Although repeat examinees improve their scores on their second attempt, we are reassured to see that virtually no significant relationship emerged between performances on repeat attempts and exposure to repeat information. What's more, the significant findings that did emerge suggest that examinees do not benefit from seeing repeat information, and that—for one component and examinee group in particular—they perform worse on subsequent encounters with the same information. The impact of the repeat information is difficult to detect because the number of encounters with repeat SPs, repeat cases, or repeat SP–case combinations represents a very small percentage of all encounters; however, these small percentages provide, in and of themselves, a reassurance that the form-assembly software is performing as expected.
Also reassuring is that these results are consistent with prior research on CSA,2 including the findings that non-US-IMGs do slightly worse when exposed to repeat information.
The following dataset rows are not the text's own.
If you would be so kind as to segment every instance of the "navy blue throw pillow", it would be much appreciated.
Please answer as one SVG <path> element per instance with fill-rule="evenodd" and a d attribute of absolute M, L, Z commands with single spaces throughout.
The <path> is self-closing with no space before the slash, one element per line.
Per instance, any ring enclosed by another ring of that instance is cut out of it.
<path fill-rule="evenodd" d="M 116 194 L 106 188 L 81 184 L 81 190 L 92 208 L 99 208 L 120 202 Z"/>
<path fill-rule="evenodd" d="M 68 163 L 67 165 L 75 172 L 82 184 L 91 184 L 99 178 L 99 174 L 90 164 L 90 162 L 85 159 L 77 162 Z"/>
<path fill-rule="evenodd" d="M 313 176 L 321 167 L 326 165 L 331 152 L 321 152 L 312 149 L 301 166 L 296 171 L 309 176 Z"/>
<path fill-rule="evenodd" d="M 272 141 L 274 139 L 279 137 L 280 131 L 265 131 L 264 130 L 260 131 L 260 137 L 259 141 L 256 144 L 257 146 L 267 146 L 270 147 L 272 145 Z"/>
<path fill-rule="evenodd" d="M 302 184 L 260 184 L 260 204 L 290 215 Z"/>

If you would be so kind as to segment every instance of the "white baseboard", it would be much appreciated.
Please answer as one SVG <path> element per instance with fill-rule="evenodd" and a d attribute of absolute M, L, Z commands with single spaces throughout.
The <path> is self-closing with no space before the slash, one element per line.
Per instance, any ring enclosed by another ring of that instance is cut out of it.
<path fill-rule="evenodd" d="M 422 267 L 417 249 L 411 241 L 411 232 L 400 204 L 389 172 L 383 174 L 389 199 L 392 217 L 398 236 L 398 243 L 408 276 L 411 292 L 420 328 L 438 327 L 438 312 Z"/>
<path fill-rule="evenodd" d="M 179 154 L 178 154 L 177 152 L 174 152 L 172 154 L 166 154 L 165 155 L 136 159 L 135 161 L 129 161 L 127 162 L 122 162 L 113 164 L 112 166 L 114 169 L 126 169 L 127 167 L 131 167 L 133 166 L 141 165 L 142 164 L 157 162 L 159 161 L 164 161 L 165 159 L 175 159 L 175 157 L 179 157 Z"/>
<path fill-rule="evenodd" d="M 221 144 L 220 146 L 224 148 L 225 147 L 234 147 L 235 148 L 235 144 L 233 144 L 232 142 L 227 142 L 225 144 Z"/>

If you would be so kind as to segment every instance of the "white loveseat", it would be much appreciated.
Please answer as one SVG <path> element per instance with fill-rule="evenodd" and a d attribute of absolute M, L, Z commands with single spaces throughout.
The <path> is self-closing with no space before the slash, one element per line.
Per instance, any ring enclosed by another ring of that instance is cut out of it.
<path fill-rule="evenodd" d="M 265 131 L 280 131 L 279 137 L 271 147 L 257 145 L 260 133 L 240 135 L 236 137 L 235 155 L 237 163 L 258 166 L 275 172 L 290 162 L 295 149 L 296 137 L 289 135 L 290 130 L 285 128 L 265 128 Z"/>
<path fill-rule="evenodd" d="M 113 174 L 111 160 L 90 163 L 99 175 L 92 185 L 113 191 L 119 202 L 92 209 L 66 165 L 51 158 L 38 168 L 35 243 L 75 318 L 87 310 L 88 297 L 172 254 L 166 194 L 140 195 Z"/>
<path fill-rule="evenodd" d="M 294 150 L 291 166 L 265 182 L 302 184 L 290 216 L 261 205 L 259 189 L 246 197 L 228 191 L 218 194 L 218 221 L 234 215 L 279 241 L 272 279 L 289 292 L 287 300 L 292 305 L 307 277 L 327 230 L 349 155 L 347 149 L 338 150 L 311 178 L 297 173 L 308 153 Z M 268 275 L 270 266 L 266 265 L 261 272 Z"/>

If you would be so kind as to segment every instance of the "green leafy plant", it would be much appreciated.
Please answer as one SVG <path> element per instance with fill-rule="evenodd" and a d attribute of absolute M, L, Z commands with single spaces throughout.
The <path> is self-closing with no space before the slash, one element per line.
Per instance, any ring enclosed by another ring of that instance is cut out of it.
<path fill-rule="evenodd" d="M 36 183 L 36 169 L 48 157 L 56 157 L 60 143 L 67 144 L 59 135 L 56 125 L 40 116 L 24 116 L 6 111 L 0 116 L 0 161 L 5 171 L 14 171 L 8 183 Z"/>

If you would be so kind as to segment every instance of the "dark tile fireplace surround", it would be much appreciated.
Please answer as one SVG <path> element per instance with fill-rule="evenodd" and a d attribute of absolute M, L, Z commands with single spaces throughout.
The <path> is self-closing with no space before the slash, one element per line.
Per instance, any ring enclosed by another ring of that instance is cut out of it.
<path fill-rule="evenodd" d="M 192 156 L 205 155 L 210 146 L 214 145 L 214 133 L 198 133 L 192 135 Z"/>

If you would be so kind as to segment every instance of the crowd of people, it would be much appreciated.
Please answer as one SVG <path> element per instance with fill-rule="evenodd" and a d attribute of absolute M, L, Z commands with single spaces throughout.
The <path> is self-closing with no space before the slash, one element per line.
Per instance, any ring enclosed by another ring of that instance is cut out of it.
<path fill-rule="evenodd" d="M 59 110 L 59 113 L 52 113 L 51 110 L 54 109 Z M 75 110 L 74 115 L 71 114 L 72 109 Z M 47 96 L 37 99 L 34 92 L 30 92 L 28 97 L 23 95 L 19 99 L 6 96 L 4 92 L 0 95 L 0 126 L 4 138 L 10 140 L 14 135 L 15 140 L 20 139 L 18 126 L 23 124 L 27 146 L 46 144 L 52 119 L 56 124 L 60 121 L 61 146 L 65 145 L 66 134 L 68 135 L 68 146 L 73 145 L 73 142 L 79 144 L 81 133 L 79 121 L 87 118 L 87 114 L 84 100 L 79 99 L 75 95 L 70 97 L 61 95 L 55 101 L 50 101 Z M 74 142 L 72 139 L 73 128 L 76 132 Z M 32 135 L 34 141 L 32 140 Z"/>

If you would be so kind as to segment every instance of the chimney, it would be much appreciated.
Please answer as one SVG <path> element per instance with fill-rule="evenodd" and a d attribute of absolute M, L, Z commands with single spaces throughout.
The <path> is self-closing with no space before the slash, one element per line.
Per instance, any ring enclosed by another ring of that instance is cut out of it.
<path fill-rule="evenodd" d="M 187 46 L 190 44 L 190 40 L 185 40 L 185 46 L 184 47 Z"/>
In the current study, the only significant finding was that non-US-IMGs do worse on SEP when exposed to a repeat SP or a repeat case, but the means for both IMG groups were lower for almost all components when they encountered repeat information. This effect may be due to a reaction on the part of the examinee: An examinee who is not expecting to see the same SP again may become either confused about encountering the same information or overconfident about his or her proficiencies. Either of these could lead to a poorer performance. The National Board of Medical Examiners (NBME) is continuing to investigate the impact of repeat information and will focus on isolating potential causes of this effect.
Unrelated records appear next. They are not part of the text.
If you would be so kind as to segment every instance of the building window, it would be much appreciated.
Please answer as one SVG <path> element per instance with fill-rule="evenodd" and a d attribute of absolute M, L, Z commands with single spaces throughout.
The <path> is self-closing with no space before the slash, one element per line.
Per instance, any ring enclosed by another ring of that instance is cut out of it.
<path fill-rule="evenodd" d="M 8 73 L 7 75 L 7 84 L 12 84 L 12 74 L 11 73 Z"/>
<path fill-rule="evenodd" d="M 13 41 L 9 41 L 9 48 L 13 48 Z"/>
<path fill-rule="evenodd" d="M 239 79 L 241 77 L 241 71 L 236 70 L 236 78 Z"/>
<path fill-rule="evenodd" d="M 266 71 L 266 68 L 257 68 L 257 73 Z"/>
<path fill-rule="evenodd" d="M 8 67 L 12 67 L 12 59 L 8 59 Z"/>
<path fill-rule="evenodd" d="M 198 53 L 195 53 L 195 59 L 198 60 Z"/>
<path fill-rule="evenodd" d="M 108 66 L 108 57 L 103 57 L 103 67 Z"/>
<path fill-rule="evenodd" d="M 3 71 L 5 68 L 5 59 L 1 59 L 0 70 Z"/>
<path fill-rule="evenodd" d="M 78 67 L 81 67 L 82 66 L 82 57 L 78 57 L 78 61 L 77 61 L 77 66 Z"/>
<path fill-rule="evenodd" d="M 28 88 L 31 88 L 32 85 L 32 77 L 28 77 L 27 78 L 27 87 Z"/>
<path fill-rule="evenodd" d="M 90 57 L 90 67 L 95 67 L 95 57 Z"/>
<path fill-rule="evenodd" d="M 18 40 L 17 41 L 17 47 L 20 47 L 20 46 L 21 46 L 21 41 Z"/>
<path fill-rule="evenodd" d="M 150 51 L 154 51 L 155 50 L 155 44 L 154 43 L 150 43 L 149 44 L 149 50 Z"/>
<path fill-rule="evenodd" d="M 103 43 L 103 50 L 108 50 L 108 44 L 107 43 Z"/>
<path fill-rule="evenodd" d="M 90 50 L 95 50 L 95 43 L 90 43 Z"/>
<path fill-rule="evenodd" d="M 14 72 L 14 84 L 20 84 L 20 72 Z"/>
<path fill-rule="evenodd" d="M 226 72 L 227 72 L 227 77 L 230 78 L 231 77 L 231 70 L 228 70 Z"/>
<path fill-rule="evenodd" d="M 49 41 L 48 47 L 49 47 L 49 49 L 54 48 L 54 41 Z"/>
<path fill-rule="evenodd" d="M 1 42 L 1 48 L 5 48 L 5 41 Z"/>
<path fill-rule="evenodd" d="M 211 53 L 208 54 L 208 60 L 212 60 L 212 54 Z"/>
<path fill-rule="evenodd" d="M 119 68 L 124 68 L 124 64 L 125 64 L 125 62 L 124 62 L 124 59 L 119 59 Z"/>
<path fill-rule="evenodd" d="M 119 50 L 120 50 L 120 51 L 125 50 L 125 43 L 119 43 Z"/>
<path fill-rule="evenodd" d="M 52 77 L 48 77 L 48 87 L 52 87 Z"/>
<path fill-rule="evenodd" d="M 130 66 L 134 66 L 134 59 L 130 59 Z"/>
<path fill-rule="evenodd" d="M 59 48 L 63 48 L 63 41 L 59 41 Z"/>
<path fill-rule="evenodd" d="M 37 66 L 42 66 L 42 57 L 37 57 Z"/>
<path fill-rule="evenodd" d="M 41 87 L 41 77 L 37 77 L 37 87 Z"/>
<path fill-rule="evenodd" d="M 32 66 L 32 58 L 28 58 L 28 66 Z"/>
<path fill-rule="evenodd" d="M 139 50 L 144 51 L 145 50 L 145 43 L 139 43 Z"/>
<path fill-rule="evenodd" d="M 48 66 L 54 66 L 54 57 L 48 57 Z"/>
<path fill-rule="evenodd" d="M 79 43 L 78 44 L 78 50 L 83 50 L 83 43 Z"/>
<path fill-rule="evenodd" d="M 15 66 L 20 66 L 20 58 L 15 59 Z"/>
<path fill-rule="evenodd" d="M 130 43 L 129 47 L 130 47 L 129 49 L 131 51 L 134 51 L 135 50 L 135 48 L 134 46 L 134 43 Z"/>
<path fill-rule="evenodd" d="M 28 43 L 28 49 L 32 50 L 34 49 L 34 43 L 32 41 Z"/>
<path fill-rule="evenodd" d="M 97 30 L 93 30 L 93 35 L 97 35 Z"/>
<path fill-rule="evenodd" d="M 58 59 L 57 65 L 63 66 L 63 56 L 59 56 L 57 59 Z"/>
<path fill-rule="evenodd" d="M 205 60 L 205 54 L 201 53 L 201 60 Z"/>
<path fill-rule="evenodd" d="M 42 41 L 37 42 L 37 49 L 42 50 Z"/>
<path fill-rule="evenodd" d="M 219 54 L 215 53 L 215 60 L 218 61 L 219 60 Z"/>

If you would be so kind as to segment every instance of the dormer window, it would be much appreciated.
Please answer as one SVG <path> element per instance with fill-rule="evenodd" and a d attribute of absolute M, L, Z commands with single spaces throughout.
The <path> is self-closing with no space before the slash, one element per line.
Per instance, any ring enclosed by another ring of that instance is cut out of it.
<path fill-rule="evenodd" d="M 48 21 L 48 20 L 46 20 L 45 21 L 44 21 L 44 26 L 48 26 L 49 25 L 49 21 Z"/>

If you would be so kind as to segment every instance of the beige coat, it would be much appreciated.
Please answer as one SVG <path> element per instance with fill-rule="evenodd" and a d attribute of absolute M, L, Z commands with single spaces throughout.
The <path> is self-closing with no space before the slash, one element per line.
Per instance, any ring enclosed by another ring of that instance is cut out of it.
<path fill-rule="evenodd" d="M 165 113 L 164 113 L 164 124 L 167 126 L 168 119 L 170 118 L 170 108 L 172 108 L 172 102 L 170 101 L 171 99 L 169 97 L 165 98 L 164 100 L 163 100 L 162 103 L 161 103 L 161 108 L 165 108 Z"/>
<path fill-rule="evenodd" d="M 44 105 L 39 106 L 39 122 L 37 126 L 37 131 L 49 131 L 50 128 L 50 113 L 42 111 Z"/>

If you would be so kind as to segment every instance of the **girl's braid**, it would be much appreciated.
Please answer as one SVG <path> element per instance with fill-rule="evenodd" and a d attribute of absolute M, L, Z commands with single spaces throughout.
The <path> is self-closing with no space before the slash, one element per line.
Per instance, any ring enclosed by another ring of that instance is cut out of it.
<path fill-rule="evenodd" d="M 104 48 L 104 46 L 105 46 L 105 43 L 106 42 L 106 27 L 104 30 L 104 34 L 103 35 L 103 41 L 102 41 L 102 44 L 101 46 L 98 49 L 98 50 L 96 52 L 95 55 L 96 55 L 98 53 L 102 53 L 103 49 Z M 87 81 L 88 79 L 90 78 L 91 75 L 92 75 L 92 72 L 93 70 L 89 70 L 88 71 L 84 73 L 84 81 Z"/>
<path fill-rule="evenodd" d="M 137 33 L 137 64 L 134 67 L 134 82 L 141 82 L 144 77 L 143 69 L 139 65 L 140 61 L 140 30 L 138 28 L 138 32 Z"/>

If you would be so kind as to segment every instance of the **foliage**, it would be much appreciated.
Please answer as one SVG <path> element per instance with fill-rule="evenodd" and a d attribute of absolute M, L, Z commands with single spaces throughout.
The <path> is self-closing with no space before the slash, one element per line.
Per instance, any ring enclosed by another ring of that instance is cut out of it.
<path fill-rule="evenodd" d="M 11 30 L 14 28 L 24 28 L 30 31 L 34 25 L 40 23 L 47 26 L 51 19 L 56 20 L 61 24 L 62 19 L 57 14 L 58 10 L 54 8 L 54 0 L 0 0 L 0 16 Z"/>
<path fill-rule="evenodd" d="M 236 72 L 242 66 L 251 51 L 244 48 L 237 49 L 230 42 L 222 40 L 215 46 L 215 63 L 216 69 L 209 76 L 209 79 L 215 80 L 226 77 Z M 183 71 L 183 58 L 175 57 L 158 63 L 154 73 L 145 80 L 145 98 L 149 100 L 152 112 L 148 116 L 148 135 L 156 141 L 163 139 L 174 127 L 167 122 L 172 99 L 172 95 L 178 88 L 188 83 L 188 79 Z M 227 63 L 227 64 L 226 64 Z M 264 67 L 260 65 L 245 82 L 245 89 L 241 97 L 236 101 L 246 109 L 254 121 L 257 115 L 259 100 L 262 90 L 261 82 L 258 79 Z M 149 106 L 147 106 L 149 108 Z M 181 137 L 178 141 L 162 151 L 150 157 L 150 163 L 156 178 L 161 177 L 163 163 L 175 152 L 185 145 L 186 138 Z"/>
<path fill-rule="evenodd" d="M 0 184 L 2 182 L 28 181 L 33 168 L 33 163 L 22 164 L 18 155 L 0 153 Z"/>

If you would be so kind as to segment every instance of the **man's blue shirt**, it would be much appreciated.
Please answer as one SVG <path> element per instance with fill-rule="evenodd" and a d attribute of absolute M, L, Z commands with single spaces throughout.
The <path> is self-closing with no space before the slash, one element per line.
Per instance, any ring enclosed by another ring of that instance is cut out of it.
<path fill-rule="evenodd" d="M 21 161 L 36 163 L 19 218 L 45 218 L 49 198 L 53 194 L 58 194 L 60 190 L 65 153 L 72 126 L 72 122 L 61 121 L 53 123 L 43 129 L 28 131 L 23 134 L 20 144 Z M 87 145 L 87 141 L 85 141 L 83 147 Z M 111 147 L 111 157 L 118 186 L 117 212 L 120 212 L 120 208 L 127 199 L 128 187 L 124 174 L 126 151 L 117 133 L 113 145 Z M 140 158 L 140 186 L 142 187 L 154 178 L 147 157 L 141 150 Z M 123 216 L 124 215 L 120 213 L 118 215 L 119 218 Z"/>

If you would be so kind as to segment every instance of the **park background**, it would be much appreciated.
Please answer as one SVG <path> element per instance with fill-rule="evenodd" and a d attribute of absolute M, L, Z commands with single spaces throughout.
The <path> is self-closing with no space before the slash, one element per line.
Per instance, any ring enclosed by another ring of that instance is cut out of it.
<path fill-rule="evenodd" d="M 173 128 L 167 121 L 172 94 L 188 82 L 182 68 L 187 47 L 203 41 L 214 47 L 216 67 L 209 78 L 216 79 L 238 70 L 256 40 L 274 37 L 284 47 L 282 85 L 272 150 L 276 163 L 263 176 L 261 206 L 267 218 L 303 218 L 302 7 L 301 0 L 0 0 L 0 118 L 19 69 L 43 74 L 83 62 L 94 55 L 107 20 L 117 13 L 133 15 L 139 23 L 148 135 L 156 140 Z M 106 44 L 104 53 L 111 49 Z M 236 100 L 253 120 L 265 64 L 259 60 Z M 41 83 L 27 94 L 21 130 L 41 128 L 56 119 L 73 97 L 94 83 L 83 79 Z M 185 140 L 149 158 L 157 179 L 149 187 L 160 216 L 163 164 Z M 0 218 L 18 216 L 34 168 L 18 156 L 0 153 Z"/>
We should note two caveats. First, although the results suggest that examinees do not benefit from repeat information, this is solely within the context of a high-stakes, high-volume clinical skills assessment with a large pool of SPs and case information. Step 2 CS examinees have a relatively low risk of seeing repeat information as compared with a smaller assessment program that is forced to reuse SPs or cases more often. Second, we would like to reiterate that the results show only that there is no mean improvement due to exposure to repeat information. An individual examinee, of course, might perform better after having been exposed to the SP or the case. Because of this possibility, continuing to limit examinee exposure to repeat information as much as possible is still necessary. The NBME is currently investigating multiple efficient, cost-effective ways in which to limit repetition, including increasing the numbers of cases and SPs at each site and modifying the form-assembly software.
The authors would like to acknowledge the staff of the Clinical Skills Evaluation Collaboration for their input and support on this project.